For OSU Institute of Technology alumnus Kaleb Wilson, “Be the One They Call” is more than a saying; it’s part of his job as a high voltage lineman.
When Hurricane Ida made landfall near Port Fourchon, La., as a strengthening Category 4 storm with maximum sustained winds of 150 mph and wreaked havoc on the community, more than 1 million customers lost power for weeks in the middle of the summer heat.
According to the Wall Street Journal, as many as 25,000 workers from 38 states flocked to Louisiana rebuild the state’s power grid mangled by the storm. Wilson, who works for OGE Norman south district was one of them.
“This is our job, when the lights go out day or night, holiday or workweek,” Wilson said. “This is what we signed up for when we attended the High Voltage Line Technician program at OSUIT!”
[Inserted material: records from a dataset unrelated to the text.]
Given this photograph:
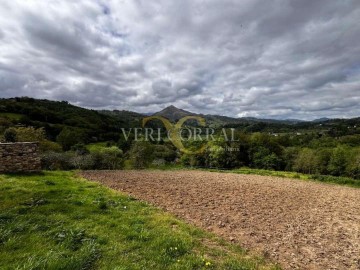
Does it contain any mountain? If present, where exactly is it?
[0,97,360,139]
[153,105,197,122]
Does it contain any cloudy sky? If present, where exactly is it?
[0,0,360,119]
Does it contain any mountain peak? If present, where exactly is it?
[154,105,194,121]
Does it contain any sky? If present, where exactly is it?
[0,0,360,120]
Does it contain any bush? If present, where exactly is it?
[129,141,154,169]
[4,128,16,142]
[41,152,73,170]
[328,146,347,176]
[92,146,124,170]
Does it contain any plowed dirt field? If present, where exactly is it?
[82,171,360,270]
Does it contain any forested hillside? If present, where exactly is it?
[0,97,360,179]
He mainly works in and around the Greater Oklahoma City area unless there are major outages in the system elsewhere, or a disaster like Hurricane Ida occurs.
Helping to restore the power after Ida was voluntary, but Wilson knew it was something he had to do and understands the importance of being involved in efforts like this.
“For me, it’s just the joy I get in helping others in need,” Wilson said. “Right at sundown when I close that barrel up on that cutout and see the lights come on and people cheering and so thankful for you, there is no better feeling!”
He and 60 other lineman from OGE spent 15 days in Louisiana to help to restore power after this devastating storm. With over 30,000 poles leveled to the ground, the crew had their work cut out for them by setting poles, fixing sagging wire and other service work.
Wilson said what he likes best about his job is helping others, but finding solutions is something he truly enjoys too.
“A neat characteristic of this job is the ability to always be faced with a different situation and figure out what the game plan is as a team,” he said. “A lot comes into the mix when it comes to building or rebuilding power lines. With everybody on the same page and doing their part, things operate in a very efficient manner.”
Wilson’s training from the High Voltage Line Technician program at OSUIT prepared him to “Be the One They Call,” and he encourages others to check out OSUIT.
“Attending OSUIT was the best decision I have ever made. The amount of opportunity is endless with the willingness to learn,” he said. “The instructors and advisors went above and beyond. They will set you up to succeed. However, with the reins in your hands, are you going to take them and make the most of it? What you gain from OSUIT is completely up to you, but if you show up and take it seriously, you will find nothing but success in your near future!”
“This is what we do at OSUIT; we prepare students to enter the workforce in careers that make a difference in our communities,” said Steve Olmstead, dean of the School of Engineering & Construction Technologies. “Our hands-on approach allows students to experience what these jobs require before they graduate, making them a valuable employee the day after graduation, prepared to answer the call.”
Wilson gained hands-on experience as a lineman while attending OSUIT during his coursework and multiple internships with OGE, which translated to a full-time job offer pending his graduation.
“There is absolutely no better feeling than being the person that gets to go and turn the power back on,” Wilson said. “I’m so grateful to have a really good group of guys I’m coming up under, and the ability to work together and turn the lights on is just a really cool experience that will hook you for life!”